OpenAI, Meta, Google, AWS, AMD, and others have long failed to eliminate the Nvidia tax.
Without diving into the gory details, the simple proof is that billions were spent on inference last year by some of the most sophisticated technology companies in the world.
They had the talent and the incentive to migrate, but didn't.
In particular, OpenAI spent $4 billion, 33% more than on training, yet still ran on NVDA. Google owns leading chips and leading models, and could offer the tech talent to facilitate migrations, yet still cannot cross the CUDA moat and convince many inference customers to switch.
People are desperate to quit their NVDA-tine addiction, but they can't for now.
[Edited to include Google, even though Google owns the chips and the models; h/t @onlyrealcuzzo]
For instance, we experimented with AWS Inferentia briefly, but the value prop wasn't sufficient even for ~2022 computer vision models.
The calculus is even worse for SOTA LLMs.
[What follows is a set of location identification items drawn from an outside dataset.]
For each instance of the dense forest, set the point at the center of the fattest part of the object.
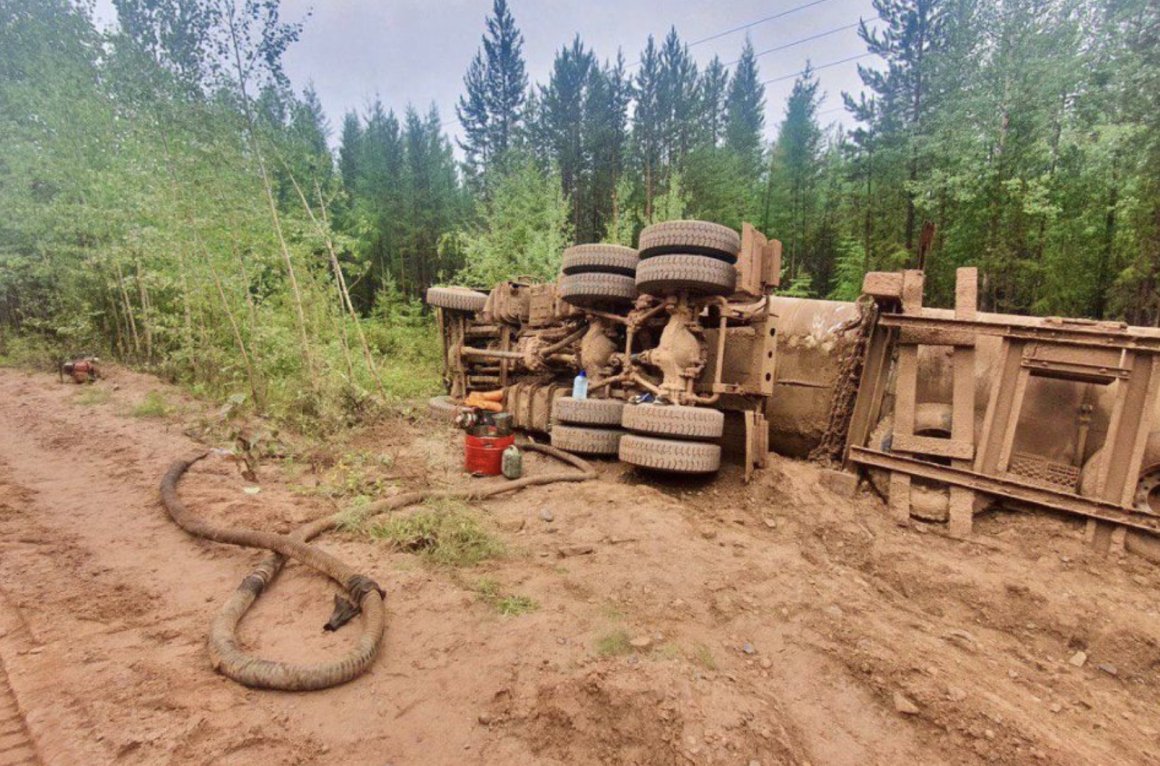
(171, 200)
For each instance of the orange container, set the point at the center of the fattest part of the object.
(484, 455)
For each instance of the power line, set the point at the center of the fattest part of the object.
(798, 42)
(754, 23)
(816, 69)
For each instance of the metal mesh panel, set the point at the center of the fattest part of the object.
(1042, 471)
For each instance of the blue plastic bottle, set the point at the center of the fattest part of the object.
(580, 387)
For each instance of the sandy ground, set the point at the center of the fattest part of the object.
(771, 623)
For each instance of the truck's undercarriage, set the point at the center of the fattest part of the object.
(688, 349)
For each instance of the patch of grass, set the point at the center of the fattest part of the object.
(446, 534)
(354, 475)
(510, 605)
(92, 396)
(611, 612)
(614, 644)
(153, 405)
(703, 656)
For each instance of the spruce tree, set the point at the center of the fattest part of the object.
(495, 85)
(562, 108)
(794, 176)
(712, 94)
(678, 101)
(604, 138)
(745, 117)
(913, 30)
(647, 124)
(349, 147)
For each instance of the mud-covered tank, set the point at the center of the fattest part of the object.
(813, 339)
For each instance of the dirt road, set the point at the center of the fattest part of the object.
(711, 622)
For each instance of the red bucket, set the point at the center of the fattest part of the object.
(484, 455)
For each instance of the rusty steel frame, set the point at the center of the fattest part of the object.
(1101, 353)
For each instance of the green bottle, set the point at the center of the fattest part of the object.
(512, 462)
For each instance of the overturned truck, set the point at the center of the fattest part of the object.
(689, 353)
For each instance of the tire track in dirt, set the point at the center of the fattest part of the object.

The more you need to eke out performance gains and ship quickly, the more you depend on CUDA and the deeper the moat becomes.
Google has leading models operating on leading hardware, backed by sophisticated tech talent who could facilitate migrations, yet Google still cannot leap over the CUDA moat and capture meaningful inference market share.
Yes, training plays a crucial role. This is where companies get shoehorned into the CUDA ecosystem, but if CUDA were not so intertwined with performance and reliability, customers could theoretically switch after training.
With mature models and minimal CUDA dependencies, migration can be justified, but this does not describe most of the LLM inference market today nor in the past.